I am continually amazed by how low US politics and courts can go. The fact that US Supreme Court decisions can be predicted with great accuracy based on the political party of the justices is simply disgusting. But the Court of Appeals in the State of Michigan has taken this to a whole new low.
On November 6th, the Michigan Court of Appeals issued this decision. The suit, brought by the American Civil Liberties Union on behalf of 8 children in Highland Park School District, charged that
plaintiffs’ receipt of inadequate and deficient instruction from the Highland Park Public Schools.According to plaintiffs, this inadequate and deficient instruction has resulted in their failure to obtain basic literacy skills and reading proficiency as required by the state. Specifically, plaintiffs sought special assistance in accordance with MCL 380.1278(8), premised on their demonstrated lack of proficiency on the reading portion of the standardized Michigan Educational Assessment Program (“MEAP”) test.
Basically, the kids couldn’t pass the state required test and the for-profit charter school given control of their education did not provide appropriate remediation as required by state law.
I will say that some of the court decisions, while arguably proper, are full of legal wrangling to get the state out of trouble.
The part of the state constitution (1963, article 8) involved reads as follows.
Section 1. Encouragement of education Religion, morality and knowledge being necessary to good government and the happiness of mankind, schools and the means of education shall forever be encouraged.
Section 2. Free public elementary and secondary schools; discrimination The legislature shall maintain and support a system of free public elementary and secondary schools as defined by law.

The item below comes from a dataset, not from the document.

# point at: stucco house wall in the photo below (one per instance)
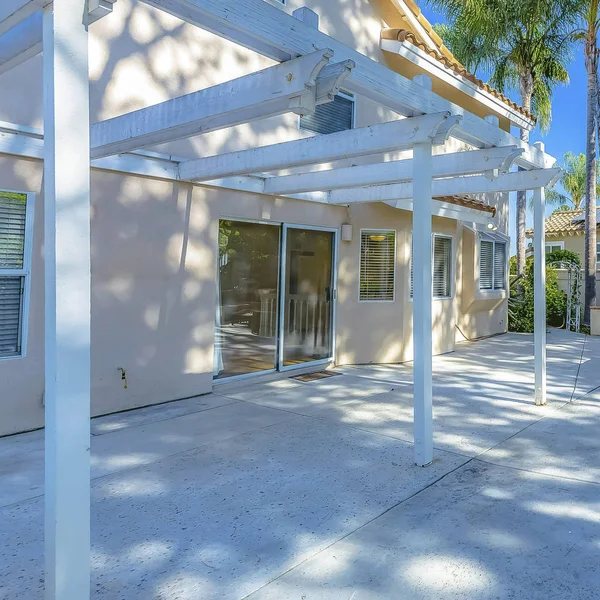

Every school district shall provide for the education of its pupils without discrimination as to religion, creed,race, color or national origin.
The court states the these parts of the constitution only “encourage” education and do not mandate it. Further, while the legislature is responsible for providing free schooling, it the job of the local school to “provide for the education”.
By this method the court says that the State (in the form of the Board of Education) isn’t a proper party to the suit.
Similarly, subsection(8) leaves the determination of students identified as deficient on the MEAP reading tests for“school officials,” indicating decision making at the local, and not state, level.
The law establishing the Michigan Educational Assessment Program (MEAP) reads, in part
A statewide program of assessment of educational progress and remedial assistance in the basic skills of students in reading, mathematics, language arts and/or other general subject areas is established in the department of education which program shall:
(a) Establish meaningful achievement goals in the basic skills for students,and identify those students with the greatest educational need in these skills.
(b) Provide the state with the information needed to allocate state funds and professional services in a manner best calculated to equalize educational opportunities for students to achieve competence in such basic skills.
(c) Provide school systems with strong incentives to introduce educational programs to improve the education of students in such basic skills and model programs to raise the level of achievement of students.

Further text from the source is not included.